また、予備試験に合格してしまえば、高い確率で司法試験にも合格する実力が付くという点からも、予備試験ルートが望ましいでしょう。
その代わり、予備試験に合格をすること自体に時間を割かなければなりません。
大学生もまずは予備試験ルートを目指す
現在大学生の方は、法科大学院進学を視野に入れつつも、まずは早期合格が可能で合格率も高い予備試験ルートの学習から開始することをおすすめします。
もちろん大学生については、法科大学院に進むという選択肢も十分に考えられます。
ただし、法科大学院を受験される方の中には、予備試験受験に向けた勉強を進めてきた人々も少なくありません。
つまり、予備試験の範囲をある程度把握していないと、自分だけが知らない知識で、周りの人は知っている知識が出題されるというような事態が発生することがあり、この場合、大きな失点となってしまう可能性があります。
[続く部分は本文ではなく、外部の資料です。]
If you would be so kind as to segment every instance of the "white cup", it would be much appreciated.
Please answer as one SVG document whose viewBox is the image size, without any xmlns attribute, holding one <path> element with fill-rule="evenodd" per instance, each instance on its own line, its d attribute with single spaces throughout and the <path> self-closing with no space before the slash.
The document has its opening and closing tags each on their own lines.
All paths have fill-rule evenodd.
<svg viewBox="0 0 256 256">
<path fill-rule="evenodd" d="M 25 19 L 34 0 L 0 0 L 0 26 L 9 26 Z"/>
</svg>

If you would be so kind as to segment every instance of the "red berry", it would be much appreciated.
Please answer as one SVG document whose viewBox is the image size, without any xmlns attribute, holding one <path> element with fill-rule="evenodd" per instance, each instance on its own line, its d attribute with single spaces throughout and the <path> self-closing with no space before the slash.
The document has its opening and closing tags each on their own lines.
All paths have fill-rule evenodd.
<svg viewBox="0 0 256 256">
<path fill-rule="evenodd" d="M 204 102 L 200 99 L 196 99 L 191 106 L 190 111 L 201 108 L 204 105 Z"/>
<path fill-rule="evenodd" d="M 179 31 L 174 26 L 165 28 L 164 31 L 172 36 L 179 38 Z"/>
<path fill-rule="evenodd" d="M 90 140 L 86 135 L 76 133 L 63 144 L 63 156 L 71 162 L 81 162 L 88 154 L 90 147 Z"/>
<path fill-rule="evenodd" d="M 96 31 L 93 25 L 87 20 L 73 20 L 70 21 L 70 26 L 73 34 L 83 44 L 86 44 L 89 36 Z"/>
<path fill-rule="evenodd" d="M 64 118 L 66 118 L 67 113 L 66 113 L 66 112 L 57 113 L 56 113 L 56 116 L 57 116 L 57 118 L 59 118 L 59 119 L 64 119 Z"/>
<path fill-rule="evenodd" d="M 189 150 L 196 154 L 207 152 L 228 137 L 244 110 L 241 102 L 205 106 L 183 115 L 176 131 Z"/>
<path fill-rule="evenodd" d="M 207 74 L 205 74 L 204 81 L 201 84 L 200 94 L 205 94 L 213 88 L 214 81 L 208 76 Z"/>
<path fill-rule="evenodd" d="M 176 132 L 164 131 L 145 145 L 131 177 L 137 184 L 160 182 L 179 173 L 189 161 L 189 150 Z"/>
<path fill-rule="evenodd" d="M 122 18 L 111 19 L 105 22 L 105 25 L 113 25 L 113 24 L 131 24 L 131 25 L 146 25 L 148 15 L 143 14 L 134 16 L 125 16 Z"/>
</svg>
以上の点からすると、やはり、予備試験受験に向けた勉強をまずは開始し、場合によって法科大学院コースに切り替えるということをお勧めします。
まとめ
- 司法試験の受験資格は「法科大学院修了(もしくは法科大学院在学+学長認定)」「予備試験合格」がある
- 高卒・中卒でも「予備試験ルート」なら司法試験が受けられる
- 受験資格には「5年間で5回まで」の制限がある
- 司法試験合格率は予備試験ルートが圧倒的に高く、社会人や大学生におすすめ
- 法科大学院と予備試験、どちらを選ぶかは立場や目的次第
司法試験を受験するにあたっては、ルート選択や戦略がカギとなります。自分に合った道を見極め、効率よく合格を目指しましょう。